Identifying High-Value Workflows

To systematically identify a high-value workflow, follow this process:

  1. Map repetitive, high-volume tasks:

    • Conduct time-motion studies to identify tasks where employees spend disproportionate time on manual steps. For example:
      • Customer support teams spending 30% of their time classifying and routing tickets.
      • Finance teams manually matching 5,000+ invoice line items to purchase orders each month.
    • Use process mining tools (e.g., Celonis) to analyze event logs and pinpoint bottlenecks.
  2. Focus on high-value outcomes:
    Prioritize workflows where AI-driven improvements directly impact key business metrics. Examples:

    • Revenue impact:
      • Auto-generating personalized quotes for B2B sales, reducing time-to-quote from 2 days to 2 hours (e.g., Salesforce Einstein for CPQ).
      • Dynamically pricing airline ancillary services (e.g., seat upgrades, baggage) based on real-time demand and customer profiles.
    • Risk reduction:
      • Flagging anomalous transactions in real-time to prevent fraud (e.g., Feedzai’s AI models, which reduce false positives by 30%).
      • Automating the detection of non-compliant clauses in supplier contracts before execution.
    • Time savings:
      • Auto-summarizing patient histories for clinicians, reducing documentation time by 2 hours per day (e.g., Epic’s ambient clinical documentation).
      • Generating first-draft meeting notes and action items from recorded calls (e.g., Otter.ai for enterprise).
  3. Define a tight scope:
    Start with a single, atomic workflow. For example:

    • Instead of building a general-purpose HR chatbot, focus on automating the end-to-end process of drafting offer letters based on role, level, and location, then routing them for approval.
    • Rather than creating an AI-powered design tool, build a feature that auto-generates compliant architectural diagrams from a set of requirements and constraints, then allows human review and editing.

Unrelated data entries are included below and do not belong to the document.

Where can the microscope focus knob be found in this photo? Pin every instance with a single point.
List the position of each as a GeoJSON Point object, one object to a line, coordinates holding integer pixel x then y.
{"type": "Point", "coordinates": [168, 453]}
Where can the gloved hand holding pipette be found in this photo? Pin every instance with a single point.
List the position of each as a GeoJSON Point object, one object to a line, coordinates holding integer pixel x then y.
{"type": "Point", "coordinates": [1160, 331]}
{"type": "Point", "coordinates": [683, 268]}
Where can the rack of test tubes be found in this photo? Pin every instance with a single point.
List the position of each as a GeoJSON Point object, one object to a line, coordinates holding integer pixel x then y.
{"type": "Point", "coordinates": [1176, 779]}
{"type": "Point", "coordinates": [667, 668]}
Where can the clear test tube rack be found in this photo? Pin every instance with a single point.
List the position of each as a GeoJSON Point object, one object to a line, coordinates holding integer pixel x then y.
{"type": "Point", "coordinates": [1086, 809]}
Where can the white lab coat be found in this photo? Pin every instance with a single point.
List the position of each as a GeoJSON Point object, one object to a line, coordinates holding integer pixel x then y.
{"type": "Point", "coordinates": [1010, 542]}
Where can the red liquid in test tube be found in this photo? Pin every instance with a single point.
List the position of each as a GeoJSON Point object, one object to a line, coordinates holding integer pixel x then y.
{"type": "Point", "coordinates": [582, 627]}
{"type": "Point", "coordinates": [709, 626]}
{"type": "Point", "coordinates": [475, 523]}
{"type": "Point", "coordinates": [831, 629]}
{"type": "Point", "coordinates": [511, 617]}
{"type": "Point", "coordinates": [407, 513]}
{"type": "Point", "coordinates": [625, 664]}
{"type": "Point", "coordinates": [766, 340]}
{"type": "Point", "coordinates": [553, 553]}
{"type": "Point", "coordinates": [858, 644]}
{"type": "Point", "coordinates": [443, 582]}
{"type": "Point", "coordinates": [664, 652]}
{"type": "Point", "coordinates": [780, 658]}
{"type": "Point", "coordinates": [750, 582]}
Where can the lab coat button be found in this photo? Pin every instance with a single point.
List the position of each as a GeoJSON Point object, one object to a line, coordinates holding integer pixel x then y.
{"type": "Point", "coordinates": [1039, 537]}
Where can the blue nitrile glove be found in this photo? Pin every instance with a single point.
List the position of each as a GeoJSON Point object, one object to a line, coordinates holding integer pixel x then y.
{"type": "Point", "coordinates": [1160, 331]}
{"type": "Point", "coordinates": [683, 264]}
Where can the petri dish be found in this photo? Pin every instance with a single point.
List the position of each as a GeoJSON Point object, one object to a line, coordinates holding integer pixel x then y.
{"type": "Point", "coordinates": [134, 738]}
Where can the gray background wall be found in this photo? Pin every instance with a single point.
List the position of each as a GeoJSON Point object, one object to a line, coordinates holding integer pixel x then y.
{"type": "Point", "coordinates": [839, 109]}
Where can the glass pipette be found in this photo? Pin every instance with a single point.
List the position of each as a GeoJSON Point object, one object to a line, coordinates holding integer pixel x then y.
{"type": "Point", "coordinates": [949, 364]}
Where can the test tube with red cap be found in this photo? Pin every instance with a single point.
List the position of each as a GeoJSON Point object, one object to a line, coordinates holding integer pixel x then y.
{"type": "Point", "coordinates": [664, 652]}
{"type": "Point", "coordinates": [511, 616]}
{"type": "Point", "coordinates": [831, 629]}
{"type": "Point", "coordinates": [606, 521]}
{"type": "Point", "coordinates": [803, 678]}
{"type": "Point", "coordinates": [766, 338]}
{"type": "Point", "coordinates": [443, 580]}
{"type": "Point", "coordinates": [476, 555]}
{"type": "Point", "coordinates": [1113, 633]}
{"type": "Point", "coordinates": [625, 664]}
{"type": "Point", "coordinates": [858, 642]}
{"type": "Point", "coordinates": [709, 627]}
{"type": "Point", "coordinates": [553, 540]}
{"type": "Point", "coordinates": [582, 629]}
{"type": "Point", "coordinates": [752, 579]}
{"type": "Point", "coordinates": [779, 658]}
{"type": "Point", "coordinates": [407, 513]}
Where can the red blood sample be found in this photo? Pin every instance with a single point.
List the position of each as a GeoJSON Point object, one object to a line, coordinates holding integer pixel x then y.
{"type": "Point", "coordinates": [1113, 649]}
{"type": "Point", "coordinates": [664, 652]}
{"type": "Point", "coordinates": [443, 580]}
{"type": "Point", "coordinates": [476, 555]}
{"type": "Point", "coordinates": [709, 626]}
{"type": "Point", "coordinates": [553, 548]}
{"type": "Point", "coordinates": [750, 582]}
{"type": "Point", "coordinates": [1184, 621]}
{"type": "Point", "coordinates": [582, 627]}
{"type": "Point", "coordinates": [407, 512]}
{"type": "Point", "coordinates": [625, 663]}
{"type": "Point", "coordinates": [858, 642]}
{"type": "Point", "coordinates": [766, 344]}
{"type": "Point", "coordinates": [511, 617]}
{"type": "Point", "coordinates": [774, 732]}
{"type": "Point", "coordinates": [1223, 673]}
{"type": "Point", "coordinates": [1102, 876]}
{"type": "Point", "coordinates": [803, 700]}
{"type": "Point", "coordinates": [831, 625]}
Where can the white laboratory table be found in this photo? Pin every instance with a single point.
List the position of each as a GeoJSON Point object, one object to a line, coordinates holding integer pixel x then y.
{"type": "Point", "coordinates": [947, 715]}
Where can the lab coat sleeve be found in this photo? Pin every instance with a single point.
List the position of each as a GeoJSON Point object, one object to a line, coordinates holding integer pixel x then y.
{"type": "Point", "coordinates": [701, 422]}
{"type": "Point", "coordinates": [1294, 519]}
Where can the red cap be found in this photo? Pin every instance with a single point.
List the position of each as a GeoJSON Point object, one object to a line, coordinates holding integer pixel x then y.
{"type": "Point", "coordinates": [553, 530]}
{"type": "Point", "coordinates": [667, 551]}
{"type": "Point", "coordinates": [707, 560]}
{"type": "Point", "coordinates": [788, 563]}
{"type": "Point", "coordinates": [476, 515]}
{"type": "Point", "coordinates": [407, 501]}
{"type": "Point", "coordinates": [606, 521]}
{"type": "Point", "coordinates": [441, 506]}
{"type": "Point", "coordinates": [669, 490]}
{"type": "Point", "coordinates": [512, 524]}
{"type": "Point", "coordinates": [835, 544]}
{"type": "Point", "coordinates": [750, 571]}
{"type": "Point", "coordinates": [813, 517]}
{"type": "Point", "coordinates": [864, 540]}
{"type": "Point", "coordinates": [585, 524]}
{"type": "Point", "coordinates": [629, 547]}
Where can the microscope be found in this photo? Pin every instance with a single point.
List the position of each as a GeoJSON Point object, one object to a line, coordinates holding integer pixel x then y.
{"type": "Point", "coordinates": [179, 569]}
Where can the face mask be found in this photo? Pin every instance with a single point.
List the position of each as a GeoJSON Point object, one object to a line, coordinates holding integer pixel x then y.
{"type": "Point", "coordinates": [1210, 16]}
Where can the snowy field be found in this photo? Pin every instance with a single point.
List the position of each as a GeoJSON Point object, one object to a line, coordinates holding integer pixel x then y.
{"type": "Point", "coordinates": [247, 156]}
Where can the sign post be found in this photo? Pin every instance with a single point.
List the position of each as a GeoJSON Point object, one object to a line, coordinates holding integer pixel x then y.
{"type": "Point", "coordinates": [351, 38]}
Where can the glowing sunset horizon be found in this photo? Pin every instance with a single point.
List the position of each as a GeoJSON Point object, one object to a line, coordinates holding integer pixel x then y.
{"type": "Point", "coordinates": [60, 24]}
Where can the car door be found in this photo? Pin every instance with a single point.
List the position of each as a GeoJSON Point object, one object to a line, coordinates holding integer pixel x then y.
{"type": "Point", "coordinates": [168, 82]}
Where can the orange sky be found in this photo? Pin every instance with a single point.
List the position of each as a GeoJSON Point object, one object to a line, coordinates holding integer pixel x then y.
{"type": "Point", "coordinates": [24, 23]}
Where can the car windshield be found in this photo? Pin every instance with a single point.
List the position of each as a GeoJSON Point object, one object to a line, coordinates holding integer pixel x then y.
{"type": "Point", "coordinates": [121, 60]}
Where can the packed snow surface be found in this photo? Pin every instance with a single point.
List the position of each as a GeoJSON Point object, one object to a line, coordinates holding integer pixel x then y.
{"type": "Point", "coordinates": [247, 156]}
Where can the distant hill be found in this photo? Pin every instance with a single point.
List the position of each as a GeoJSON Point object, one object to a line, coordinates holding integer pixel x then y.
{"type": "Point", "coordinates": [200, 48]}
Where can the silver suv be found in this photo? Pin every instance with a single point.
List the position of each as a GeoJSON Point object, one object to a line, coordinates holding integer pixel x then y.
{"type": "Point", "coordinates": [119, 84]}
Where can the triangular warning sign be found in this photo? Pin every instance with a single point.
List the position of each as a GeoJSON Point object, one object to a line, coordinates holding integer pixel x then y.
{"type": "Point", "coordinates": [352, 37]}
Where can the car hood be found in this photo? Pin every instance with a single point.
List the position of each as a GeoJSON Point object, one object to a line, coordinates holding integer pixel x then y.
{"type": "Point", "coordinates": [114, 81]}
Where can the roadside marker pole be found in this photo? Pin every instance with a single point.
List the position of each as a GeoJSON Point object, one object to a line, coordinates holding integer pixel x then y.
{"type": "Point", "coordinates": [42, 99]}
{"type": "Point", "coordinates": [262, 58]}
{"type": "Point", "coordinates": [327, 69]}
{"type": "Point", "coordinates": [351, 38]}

By constraining scope, teams can deliver measurable value in 30–60 days while avoiding the complexity of broad AI integrations.


Architecture: Orchestration and Agentic Workflows

The architecture of lean AI features in 2026 emphasizes orchestration and agentic workflows, avoiding the pitfalls of custom infrastructure.

Core Architecture Principles

  1. Leverage existing model platforms:

    • Use managed LLM services to avoid the operational overhead of self-hosting. For example:
      • Gemini 3.1 for workflows requiring multi-modal reasoning (e.g., extracting data from architectural diagrams and accompanying text).
      • Anthropic’s Claude 3.5 for high-precision language tasks, such as generating SOC 2 compliance reports from audit evidence.
      • Amazon Bedrock for enterprises requiring tight integration with AWS services, such as Lambda for serverless orchestration or S3 for document storage.
  2. Build on orchestration frameworks:
    Implement a lightweight orchestration layer to manage task execution. This layer should:

    • Route tasks dynamically: For example, an invoice processing agent might use a small model for straightforward cases but escalate to a larger model (or human) for complex scenarios involving multi-currency reconciliation.
    • Handle retries and fallbacks: If an API call fails (e.g., fetching customer data), the system should retry with exponential backoff or switch to a cached fallback.
    • Integrate with existing tools: Use webhooks to trigger actions in Slack, Jira, or ServiceNow. For example, an AI agent that resolves a customer issue might automatically:
      1. Update the ticket status in ServiceNow.
      2. Post a summary to a Slack channel for the account team.
      3. Log the resolution in a CRM like Salesforce.
  3. Design agentic workflows:
    Agentic workflows chain multiple steps to complete tasks autonomously. Examples:

    • Procurement agent:
      1. Receives a purchase request via email or form submission.
      2. Retrieves budget approval rules from the ERP system.
      3. Checks vendor compliance status in a third-party database.
      4. Drafts a purchase order and routes it for approval.
      5. Updates the requester via email or chat.
    • IT incident resolver:
      1. Detects an outage alert from monitoring tools (e.g., Datadog).
      2. Queries runbooks and past incidents for similar patterns.
      3. Attempts automated remediation (e.g., restarting a service).
      4. Escalates to on-call engineers if unresolved, with a pre-filled diagnostic report.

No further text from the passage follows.